また、本発明は、上述の回路群制御システムを構築する場合において有用な各種技術を提供することをも目的とする。
【0010】
【課題を解決するための手段】
上記目的を達成するために本発明に係る回路群制御システムは、マスタプロセッサからの指定を受けて、相互に異なる機能を有する複数の回路を制御する回路群制御システムであって、前記複数の回路のいずれかに実行させるべきコマンドを複数ならべて構成されるコマンド列の複数個の指定をマスタプロセッサから受け付けるコマンド列指定受付手段と、コマンド列指定受付手段により受け付けられた指定に係るコマンド列に従った順序で各コマンド列内のコマンドを逐次、当該コマンドを実行し得る回路に実行させる実行制御手段とを備え、前記実行制御手段は、一の回路に一のコマンド列中のコマンドを実行させている間において、他のコマンド列中の、他の回路により実行され得る状態にあるコマンドを選択して当該他の回路に実行させる並列実行制御部を含むことを特徴とする。
【0011】
また、本発明に係る回路群制御方法は、マスタプロセッサからの指定に基づいて、相互に異なる機能を有する複数の回路を制御する回路群制御方法であって、前記複数の回路のいずれかに実行させるべきコマンドを複数ならべて構成されるコマンド列の複数個の指定をマスタプロセッサから受け付けるコマンド列指定受付ステップと、コマンド列指定受付ステップにより受け付けられた指定に係るコマンド列に従った順序で各コマンド列内のコマンドを逐次、当該コマンドを実行し得る回路に実行させる実行制御ステップとを含み、前記実行制御ステップは、一の回路に一のコマンド列中のコマンドを実行させている間において、他のコマンド列中の、他の回路により実行され得る状態にあるコマンドを選択して当該他の回路に実行させる並列実行制御サブステップを含むことを特徴とする。
【0012】
これらにより、複数のコマンド列のコマンドを各回路、つまり各スレーブハードに行わせる際に、異なるスレーブハードにより複数のコマンドを並行させるため、各スレーブハードの稼働率を上げることが可能になる。
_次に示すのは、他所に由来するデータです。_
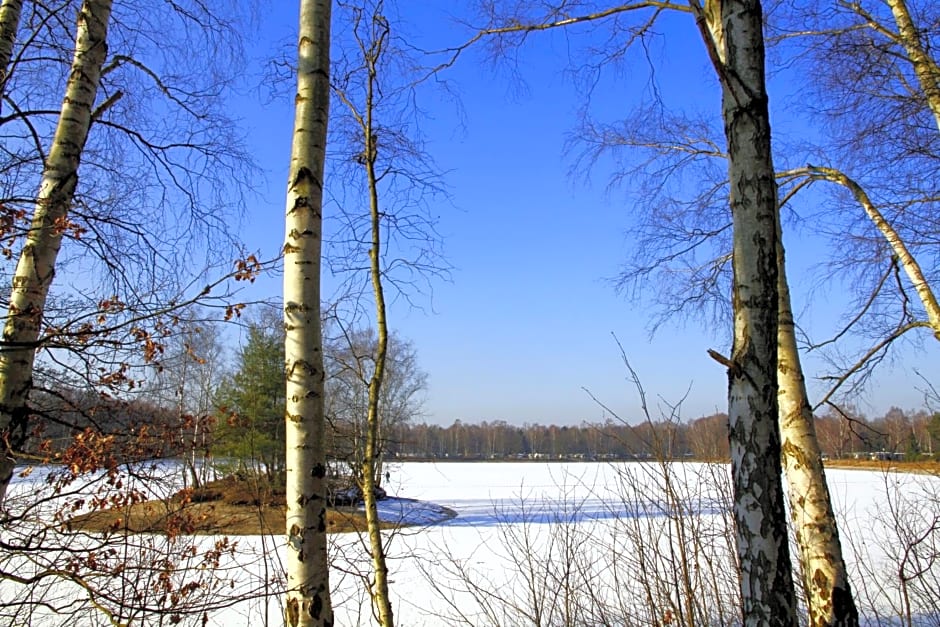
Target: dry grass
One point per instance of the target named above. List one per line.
(224, 507)
(927, 467)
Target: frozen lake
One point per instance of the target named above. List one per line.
(590, 543)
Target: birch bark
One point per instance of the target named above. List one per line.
(826, 586)
(308, 584)
(766, 582)
(380, 593)
(35, 268)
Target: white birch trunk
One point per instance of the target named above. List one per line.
(925, 67)
(766, 581)
(308, 584)
(907, 260)
(826, 586)
(36, 265)
(381, 599)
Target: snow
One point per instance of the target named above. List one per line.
(465, 558)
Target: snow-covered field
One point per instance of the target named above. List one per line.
(591, 543)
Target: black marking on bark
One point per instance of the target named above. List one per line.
(293, 612)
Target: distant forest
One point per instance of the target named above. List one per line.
(909, 434)
(147, 429)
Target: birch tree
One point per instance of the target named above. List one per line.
(372, 42)
(308, 584)
(36, 267)
(733, 32)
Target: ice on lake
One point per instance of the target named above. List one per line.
(582, 543)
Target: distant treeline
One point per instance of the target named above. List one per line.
(139, 428)
(910, 434)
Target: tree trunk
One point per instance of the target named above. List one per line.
(829, 597)
(766, 580)
(35, 268)
(925, 67)
(379, 592)
(308, 585)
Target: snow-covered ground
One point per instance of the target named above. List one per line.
(581, 542)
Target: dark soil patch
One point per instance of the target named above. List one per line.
(225, 507)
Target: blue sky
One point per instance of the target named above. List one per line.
(528, 318)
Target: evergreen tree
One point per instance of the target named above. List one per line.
(251, 403)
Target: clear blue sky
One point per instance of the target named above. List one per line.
(528, 318)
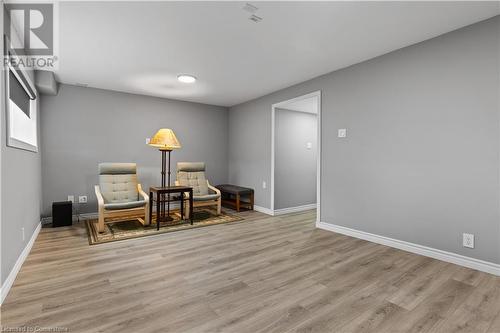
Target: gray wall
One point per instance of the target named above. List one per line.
(20, 190)
(421, 160)
(82, 127)
(295, 165)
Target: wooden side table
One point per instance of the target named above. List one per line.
(162, 197)
(232, 196)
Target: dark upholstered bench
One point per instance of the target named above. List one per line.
(232, 196)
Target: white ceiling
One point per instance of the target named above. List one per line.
(309, 105)
(140, 47)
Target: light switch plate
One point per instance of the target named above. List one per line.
(468, 240)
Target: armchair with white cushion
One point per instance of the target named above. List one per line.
(193, 174)
(119, 195)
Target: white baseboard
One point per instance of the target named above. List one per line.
(451, 257)
(95, 215)
(263, 210)
(295, 209)
(5, 288)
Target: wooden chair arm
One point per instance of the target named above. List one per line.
(100, 199)
(142, 193)
(215, 189)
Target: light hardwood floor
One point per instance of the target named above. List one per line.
(266, 274)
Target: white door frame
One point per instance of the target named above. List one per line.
(318, 168)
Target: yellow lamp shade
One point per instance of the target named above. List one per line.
(165, 139)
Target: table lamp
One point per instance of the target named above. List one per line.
(166, 141)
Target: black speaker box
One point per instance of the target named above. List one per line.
(62, 214)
また、本発明に係る回路群制御システムは、マスタプロセッサからの指定を受けて、複数の回路を制御する回路群制御システムであって、前記複数の回路のいずれかに実行させるべきコマンドを複数ならべて構成されるコマンド列の複数個の指定をマスタプロセッサから受け付けるコマンド列指定受付手段と、コマンド列指定受付手段により受け付けられた指定に係るコマンド列に従った順序で各コマンド列内のコマンドを逐次、当該コマンドを実行し得る回路に実行させる実行制御手段とを備え、前記コマンド列指定受付手段は、コマンド格納用メモリを有し、前記マスタプロセッサによりコマンド格納用メモリに複数のコマンドが書き込まれることを通じて前記コマンド列の指定を受け付け、前記実行制御手段は、コマンド格納用メモリに書き込まれたコマンドを、コマンド列に従った順序で逐次参照して、参照した当該コマンドを実行し得る回路に実行させることを特徴とする。
【0013】
上記構成により、マスタプロセッサが複数のコマンドからなるコマンド列を一括して回路群制御システムに伝えることができるので基本的には同期制御が不要となり、逐次コマンドを伝える場合よりも、コマンドを伝えるための制御が容易となる。
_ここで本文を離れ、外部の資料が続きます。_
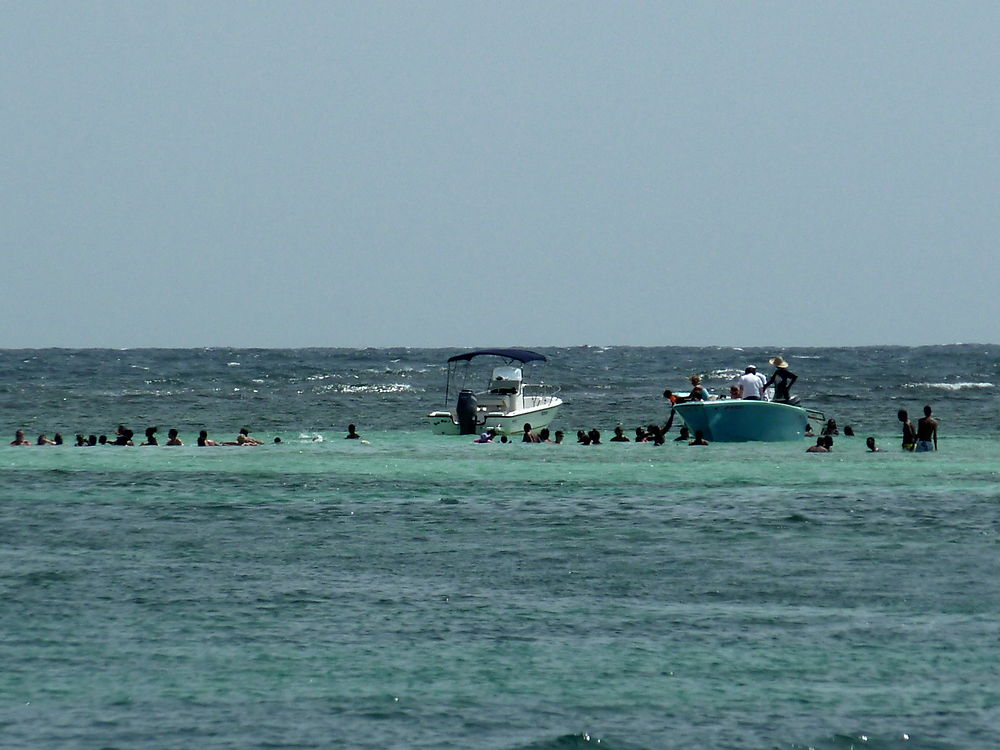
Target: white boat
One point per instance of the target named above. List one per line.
(505, 406)
(740, 420)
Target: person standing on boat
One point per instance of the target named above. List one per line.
(750, 384)
(782, 379)
(698, 392)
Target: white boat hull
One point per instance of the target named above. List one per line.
(509, 423)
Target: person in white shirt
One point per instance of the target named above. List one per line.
(750, 384)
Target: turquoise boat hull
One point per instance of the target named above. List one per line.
(739, 421)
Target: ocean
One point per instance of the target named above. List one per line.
(411, 590)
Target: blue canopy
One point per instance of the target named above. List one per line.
(521, 355)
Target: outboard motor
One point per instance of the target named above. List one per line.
(465, 410)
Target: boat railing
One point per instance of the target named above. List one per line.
(539, 392)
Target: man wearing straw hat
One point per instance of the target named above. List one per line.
(783, 378)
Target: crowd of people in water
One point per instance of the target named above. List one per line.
(920, 439)
(751, 385)
(124, 436)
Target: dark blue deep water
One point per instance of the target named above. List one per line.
(421, 591)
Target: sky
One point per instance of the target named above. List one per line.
(473, 174)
また、本発明に係る回路群制御システムは、マスタプロセッサからの指定を受けて、複数の回路を制御する回路群制御システムであって、前記複数の回路のいずれかに実行させるべきコマンドを複数ならべて構成されるコマンド列の複数個の指定をマスタプロセッサから受け付けるコマンド列指定受付手段と、コマンド列指定受付手段により受け付けられた指定に係るコマンド列に従った順序で各コマンド列内のコマンドを逐次、当該コマンドを実行し得る回路に実行させる実行制御手段と、前記マスタプロセッサからコマンドの実行完了の通知要求を受け付ける実行完了通知受付手段と、前記実行制御手段によりコマンドを実行させた回路から当該コマンドを実行完了した旨の通知を受け付けて、当該コマンドが前記実行完了通知受付手段により受け付けられた通知要求に係るコマンドである場合には、当該コマンドの実行完了を前記マスタプロセッサに通知する実行完了通知手段とを備えることを特徴とする。
【0014】
上記構成により、マスタプロセッサは特定のコマンドの実行完了を検出することができるようになるため、例えば同期をとる必要がある複数のコマンド列により成立するような情報処理を、回路群制御システムを用いて実行することができるようになる。
【0015】
【発明の実施の形態】
以下、本発明の回路群制御システムについての実施の形態である処理システムについて図面を用いて説明する。
<実施の形態1>
<1-1.構成概要>
図1は、本発明の実施の形態1に係る処理システム100の構成図である。
【0016】
処理システム100は、マスタプロセッサが情報処理を行うに際して、スレーブプロセッサ又はDMAコントローラといったスレーブハードに部分的処理を依頼することを可能にしたシステムであり、同図に示すようにマスタプロセッサ110、主メモリ120、スレーブプロセッサ130、ローカルメモリ131、DMAコントローラ140及びコマンド実行制御装置150を備え、半導体の1チップ内に形成されている。
【0017】
ここで、マスタプロセッサ110はアプリケーションプログラムその他のプログラムで特定された情報処理を実行するプロセッサである。なお、この情報処理は、スレーブプロセッサ用のコマンドとDMAコントローラ用のコマンドとが一定順序で組み合わされたコマンド列によって実現される一定単位の部分的処理の集合である。
【0018】
プログラムを実行することによってマスタプロセッサ110は、スレーブハードに部分的処理を行わせるために、コマンド実行制御装置150に随時、コマンド列を伝え、必要に応じてコマンド実行制御装置150にコマンドに対応する処理の実行完了の通知を要求しその実行完了を示す通知を受け取る手段として機能する。なお、以下、コマンドに対応する処理の実行を、「コマンドの実行」と表現することとする。
【0019】
スレーブプロセッサ130は、専用の制御プログラムを実行することにより、コマンド実行制御装置150からコマンドを伝えられると、必要に応じてローカルメモリ131を用いて、そのコマンドを実行し、実行の完了をコマンド実行制御装置150に通知する機能を実現するプロセッサである。なお、ローカルメモリ131は、16キロバイト(KB)のメモリバンクを4つ備えるメモリである。また、図示していないが、スレーブプロセッサ130はコマンドの実行にあたり直接的に実行する命令を、つまり専用の各種制御プログラムの内容を、格納している命令メモリを有している。
【0020】
DMAコントローラ140は、コマンド実行制御装置150からコマンドを伝えられると、大容量のオンチップメモリである主メモリ120とローカルメモリ131との間でのデータ転送を制御し、データ転送の完了をコマンド実行制御装置150に通知する機能を発揮するDMAコントローラである。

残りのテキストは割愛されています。